ピアスは『トムは真夜中の庭で』についで二冊目。今度は動物ファンタジー。

生まれてすぐ母親は離婚して、幼いベットは祖父母のもとで育った。アラムおばさんの近所で独り暮らしのフランクリンさんが足に怪我をしたため、おばさんはベットをつれて家事をするために通っている。

フランクリンさんに庭の川べにある丸太で本を読んでくれと頼まれたベット。指定されたミミズに関するダーウィンの文を読んでいると、現れたのはモグラ。しかも話をする。フランクリンさんはそのモグラを捕まえて観察し研究材料にしようとしていた。友達扱いしてくれるベットに親しんだモグラは、やがて不思議な彼の過去を話始める。
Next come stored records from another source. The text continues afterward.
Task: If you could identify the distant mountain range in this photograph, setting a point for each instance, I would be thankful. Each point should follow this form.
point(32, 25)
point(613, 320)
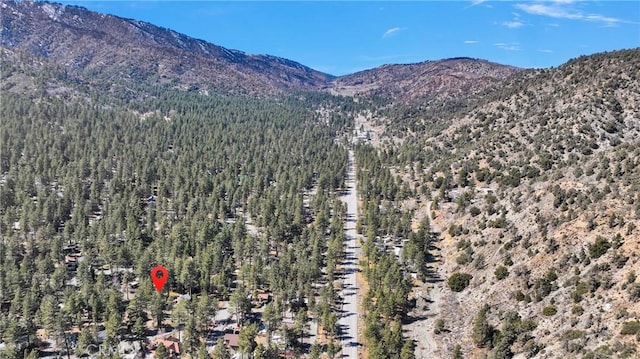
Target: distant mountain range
point(113, 47)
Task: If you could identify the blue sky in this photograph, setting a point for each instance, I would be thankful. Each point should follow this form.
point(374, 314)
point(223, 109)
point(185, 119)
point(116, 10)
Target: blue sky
point(349, 36)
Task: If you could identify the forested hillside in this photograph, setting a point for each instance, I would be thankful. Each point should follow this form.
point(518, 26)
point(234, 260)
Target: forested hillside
point(233, 195)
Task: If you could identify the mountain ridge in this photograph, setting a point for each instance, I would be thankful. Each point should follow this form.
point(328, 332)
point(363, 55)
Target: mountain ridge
point(112, 46)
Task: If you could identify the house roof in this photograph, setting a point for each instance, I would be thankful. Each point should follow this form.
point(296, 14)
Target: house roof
point(232, 340)
point(171, 343)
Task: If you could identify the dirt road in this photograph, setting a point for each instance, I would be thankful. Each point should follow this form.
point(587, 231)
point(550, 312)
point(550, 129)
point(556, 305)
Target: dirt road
point(348, 322)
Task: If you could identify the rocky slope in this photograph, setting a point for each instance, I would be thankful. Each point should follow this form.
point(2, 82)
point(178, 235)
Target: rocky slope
point(536, 192)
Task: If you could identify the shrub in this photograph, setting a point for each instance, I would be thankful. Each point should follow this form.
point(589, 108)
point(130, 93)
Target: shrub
point(459, 281)
point(549, 310)
point(439, 328)
point(600, 247)
point(577, 310)
point(501, 273)
point(573, 334)
point(630, 328)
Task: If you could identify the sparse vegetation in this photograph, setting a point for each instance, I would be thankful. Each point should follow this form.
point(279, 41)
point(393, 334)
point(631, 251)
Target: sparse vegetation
point(459, 281)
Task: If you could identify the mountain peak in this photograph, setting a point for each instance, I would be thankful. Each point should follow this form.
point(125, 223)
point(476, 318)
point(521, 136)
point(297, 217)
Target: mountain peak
point(88, 41)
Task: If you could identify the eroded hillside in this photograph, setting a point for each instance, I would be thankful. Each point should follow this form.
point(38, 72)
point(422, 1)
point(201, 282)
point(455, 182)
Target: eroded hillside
point(535, 190)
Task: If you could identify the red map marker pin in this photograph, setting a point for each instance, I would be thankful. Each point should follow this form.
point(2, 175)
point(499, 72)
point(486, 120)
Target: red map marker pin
point(159, 276)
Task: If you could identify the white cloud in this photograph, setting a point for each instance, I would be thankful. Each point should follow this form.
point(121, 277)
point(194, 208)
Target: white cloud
point(392, 31)
point(557, 11)
point(509, 46)
point(513, 24)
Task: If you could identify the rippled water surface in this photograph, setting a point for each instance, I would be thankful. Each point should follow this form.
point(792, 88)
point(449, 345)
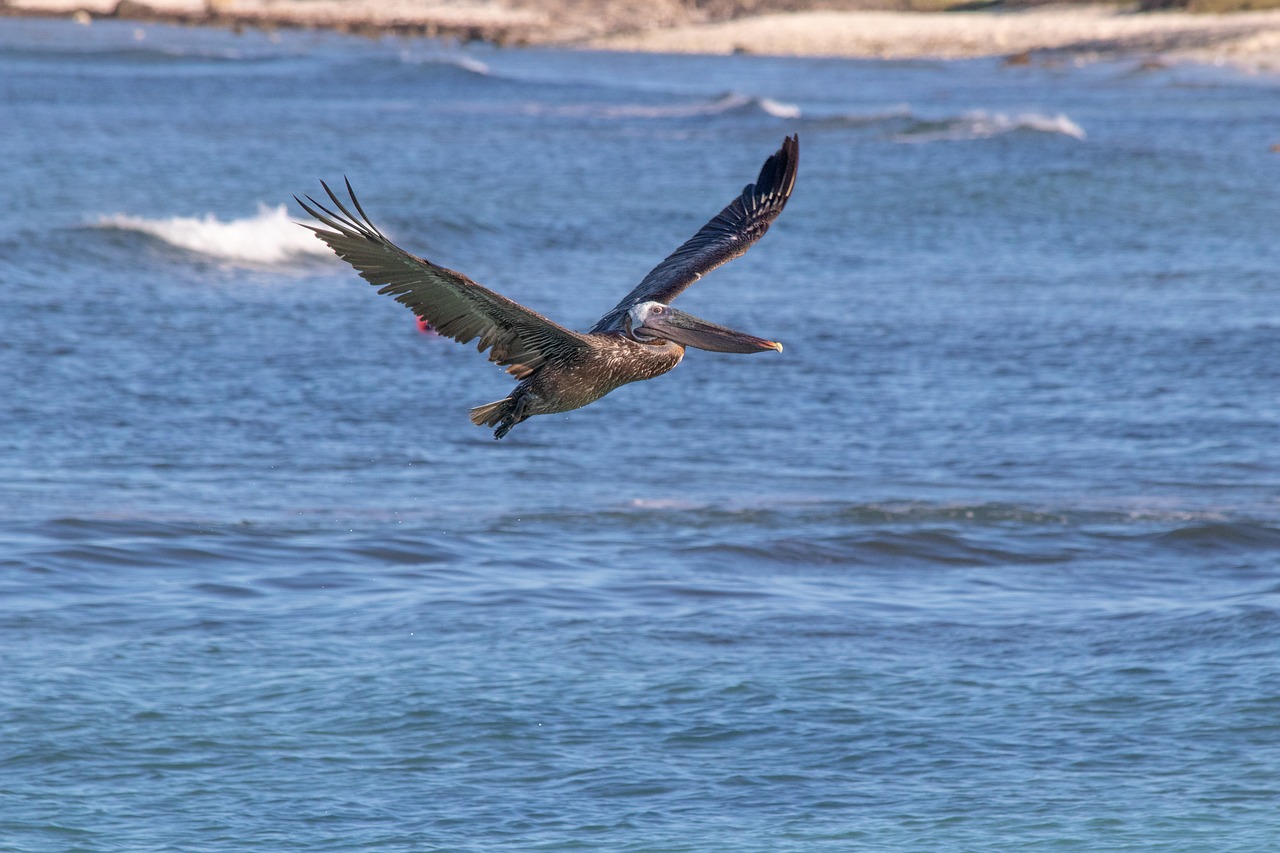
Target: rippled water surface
point(987, 559)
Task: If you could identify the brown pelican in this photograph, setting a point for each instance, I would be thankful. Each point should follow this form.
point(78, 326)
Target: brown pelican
point(560, 370)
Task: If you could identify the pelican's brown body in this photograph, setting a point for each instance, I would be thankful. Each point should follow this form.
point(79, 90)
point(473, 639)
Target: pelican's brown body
point(560, 369)
point(611, 361)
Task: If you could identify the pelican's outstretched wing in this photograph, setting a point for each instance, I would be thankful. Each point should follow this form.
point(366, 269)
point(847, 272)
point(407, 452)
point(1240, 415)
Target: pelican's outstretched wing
point(453, 304)
point(721, 240)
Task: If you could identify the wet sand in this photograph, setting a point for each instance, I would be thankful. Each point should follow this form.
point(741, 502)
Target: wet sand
point(1079, 32)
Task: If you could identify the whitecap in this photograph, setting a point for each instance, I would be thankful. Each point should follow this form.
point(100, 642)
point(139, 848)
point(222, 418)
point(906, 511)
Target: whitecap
point(270, 237)
point(726, 104)
point(452, 60)
point(981, 124)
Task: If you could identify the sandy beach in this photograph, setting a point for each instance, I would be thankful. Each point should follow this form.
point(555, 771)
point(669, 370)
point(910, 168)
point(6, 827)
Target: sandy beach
point(1078, 32)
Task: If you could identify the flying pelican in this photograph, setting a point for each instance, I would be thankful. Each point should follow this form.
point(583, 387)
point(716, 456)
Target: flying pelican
point(560, 370)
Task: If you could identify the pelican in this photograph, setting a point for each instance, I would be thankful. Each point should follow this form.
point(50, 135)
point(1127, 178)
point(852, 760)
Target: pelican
point(641, 337)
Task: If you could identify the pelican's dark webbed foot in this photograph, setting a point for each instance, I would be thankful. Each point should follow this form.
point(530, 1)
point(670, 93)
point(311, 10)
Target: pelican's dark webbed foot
point(515, 414)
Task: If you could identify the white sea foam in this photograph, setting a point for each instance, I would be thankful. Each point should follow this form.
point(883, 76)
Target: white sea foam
point(725, 104)
point(270, 237)
point(453, 60)
point(981, 124)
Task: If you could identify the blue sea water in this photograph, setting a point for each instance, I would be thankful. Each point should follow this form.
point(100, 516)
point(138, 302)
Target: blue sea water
point(988, 559)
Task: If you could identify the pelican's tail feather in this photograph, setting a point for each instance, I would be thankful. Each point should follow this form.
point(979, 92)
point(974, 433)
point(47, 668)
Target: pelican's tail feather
point(503, 414)
point(490, 414)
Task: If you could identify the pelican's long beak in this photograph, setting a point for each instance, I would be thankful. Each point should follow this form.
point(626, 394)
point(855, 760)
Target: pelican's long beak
point(694, 332)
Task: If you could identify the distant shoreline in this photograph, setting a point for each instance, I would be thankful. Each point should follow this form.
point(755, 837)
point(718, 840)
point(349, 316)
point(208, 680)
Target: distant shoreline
point(1078, 32)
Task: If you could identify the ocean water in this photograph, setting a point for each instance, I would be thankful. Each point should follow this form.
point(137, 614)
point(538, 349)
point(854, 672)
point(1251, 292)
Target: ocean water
point(988, 559)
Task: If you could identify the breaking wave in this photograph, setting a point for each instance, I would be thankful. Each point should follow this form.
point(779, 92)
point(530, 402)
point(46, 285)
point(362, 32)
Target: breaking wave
point(726, 104)
point(451, 62)
point(981, 124)
point(270, 237)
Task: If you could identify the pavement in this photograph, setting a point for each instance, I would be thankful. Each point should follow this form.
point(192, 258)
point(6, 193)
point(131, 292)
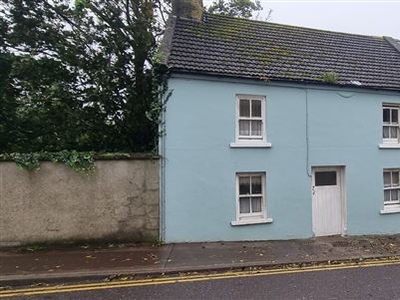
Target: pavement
point(34, 265)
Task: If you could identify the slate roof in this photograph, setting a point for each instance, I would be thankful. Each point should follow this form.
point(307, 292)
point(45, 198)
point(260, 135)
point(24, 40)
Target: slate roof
point(234, 47)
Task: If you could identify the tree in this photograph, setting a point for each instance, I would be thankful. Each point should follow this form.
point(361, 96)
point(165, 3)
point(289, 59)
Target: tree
point(79, 76)
point(235, 8)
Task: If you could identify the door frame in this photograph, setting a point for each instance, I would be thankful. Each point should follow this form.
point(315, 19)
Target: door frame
point(341, 173)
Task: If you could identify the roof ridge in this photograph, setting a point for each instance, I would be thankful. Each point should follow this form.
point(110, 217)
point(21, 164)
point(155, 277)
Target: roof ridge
point(289, 26)
point(393, 42)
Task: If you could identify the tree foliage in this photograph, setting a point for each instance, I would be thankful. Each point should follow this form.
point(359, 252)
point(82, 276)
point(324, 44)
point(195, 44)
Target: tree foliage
point(79, 76)
point(235, 8)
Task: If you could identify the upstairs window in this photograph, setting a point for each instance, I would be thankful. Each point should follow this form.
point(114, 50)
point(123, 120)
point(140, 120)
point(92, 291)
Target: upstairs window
point(391, 129)
point(250, 127)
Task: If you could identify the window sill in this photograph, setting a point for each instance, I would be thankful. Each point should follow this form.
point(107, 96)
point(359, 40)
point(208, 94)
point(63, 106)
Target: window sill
point(393, 209)
point(389, 146)
point(250, 144)
point(251, 222)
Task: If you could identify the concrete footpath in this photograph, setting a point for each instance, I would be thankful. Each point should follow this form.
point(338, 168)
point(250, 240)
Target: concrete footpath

三百年前ロンドン郊外ハンプトンコートに生まれた。イギリスを追われたスコットランド王の復活を策すジャコバイトは、メアリー女王のあとを継いだウィリアム三世がモグラ塚につまづいた馬から落ちて死んだことから、そのモグラを黒ビロードの紳士と呼び敬った。さらにスコットランドまでつれて行き、魔女の薬で永遠の命を得た。さらに空腹で食べた怪しい薬のため人語を解せるようになる。
故郷に戻りたいと穴を掘り続けること百年あまり、ようやくイングランドに来たモグラ。教会の娘と知り合い、しばらくは平和なときを過ごした。しかし見せ物師に捕まり、命からがら逃げた。ヨークである少年とたのしい時を過ごしてから、帰巣本能から南へ。
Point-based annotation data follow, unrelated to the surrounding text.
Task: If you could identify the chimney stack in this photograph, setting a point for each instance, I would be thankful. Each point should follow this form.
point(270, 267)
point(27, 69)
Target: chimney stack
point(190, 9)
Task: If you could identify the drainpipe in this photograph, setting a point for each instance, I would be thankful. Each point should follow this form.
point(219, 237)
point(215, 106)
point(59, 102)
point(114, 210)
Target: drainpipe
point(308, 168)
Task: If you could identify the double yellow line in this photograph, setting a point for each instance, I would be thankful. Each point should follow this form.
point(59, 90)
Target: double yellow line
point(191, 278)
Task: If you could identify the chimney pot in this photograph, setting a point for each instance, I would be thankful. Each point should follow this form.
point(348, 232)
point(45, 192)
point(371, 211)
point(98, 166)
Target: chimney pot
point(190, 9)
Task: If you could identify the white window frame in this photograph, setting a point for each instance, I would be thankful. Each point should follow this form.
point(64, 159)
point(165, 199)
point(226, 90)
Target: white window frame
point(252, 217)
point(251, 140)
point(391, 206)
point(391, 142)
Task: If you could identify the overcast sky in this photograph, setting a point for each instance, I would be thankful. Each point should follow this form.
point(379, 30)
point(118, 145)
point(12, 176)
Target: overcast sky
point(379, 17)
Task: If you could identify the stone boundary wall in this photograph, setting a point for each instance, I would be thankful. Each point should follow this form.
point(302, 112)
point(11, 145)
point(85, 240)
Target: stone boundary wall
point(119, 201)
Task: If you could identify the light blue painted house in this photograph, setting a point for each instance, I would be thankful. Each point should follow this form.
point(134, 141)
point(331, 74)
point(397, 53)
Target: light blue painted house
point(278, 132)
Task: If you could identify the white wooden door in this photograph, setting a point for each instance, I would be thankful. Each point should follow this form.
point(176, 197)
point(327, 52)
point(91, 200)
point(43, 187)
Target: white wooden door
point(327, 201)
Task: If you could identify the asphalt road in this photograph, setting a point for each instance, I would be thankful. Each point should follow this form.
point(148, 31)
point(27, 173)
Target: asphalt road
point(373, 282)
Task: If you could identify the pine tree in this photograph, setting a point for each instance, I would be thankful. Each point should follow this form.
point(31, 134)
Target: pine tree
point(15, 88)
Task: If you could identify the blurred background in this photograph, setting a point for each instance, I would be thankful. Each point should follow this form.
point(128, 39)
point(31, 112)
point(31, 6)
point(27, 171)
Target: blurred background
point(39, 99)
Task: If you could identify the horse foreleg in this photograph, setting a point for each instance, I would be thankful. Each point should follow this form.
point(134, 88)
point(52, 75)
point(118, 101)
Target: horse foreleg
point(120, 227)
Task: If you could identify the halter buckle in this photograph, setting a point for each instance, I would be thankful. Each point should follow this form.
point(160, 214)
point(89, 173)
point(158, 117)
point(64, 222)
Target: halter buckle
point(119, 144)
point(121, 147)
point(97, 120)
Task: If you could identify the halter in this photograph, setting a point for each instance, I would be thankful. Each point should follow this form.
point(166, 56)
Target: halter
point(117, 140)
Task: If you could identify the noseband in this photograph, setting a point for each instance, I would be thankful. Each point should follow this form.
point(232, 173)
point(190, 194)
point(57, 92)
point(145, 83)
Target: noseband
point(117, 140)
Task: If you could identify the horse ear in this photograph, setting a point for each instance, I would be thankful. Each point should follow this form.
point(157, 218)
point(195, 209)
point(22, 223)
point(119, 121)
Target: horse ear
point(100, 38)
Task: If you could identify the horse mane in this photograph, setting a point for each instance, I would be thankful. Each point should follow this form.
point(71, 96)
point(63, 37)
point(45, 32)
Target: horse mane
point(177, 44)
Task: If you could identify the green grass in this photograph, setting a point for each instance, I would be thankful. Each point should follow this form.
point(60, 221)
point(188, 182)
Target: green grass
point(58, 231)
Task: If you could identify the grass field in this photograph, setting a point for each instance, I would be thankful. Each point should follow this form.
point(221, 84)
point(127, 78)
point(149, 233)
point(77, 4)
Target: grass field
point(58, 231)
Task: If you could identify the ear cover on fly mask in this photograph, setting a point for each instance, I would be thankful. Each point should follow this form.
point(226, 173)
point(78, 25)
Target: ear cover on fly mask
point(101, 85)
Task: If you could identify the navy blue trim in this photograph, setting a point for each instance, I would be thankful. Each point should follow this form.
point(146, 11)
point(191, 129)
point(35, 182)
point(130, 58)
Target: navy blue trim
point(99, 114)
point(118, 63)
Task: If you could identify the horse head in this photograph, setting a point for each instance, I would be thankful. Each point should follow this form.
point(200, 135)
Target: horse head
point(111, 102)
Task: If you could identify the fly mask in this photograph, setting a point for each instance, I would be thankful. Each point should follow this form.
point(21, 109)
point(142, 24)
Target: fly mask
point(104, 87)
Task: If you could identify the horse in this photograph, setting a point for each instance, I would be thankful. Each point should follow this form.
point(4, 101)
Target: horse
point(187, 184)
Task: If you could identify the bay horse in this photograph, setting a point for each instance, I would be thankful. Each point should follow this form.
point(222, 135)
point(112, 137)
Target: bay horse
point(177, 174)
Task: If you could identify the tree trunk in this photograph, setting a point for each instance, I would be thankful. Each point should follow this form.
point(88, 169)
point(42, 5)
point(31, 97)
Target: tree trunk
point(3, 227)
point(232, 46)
一番の望みはもとのモグラに戻ることだという。ならば自分の魔法力でそうしたらいい。まずは練習のために、私を小さくしてとベット。モグラの穴に入り込み、地下世界を探検することになる。

音信のなかった母親が再婚し、出産。ベットを引き取りたいと言ってくる。不安なまま会った母は優しかった。アパートの上にすむ少女とも友達になれそう。

モグラをもとに戻したらもう友達でいられない。いざとなったら躊躇してしまったベットは、母との新たな生活が楽しみになると、モグラの望みを叶えることにする。そして、新たな友をつれて帰っても、もうモグラには会えないし区別もつかない。でも地下で見たボタンみたいなものが、プレゼントのように、モグラ塚の外に置いてあった。まだ少しは記憶が残っているのだろうか?

なかなか面白かったが、色々考えさせられることもあった。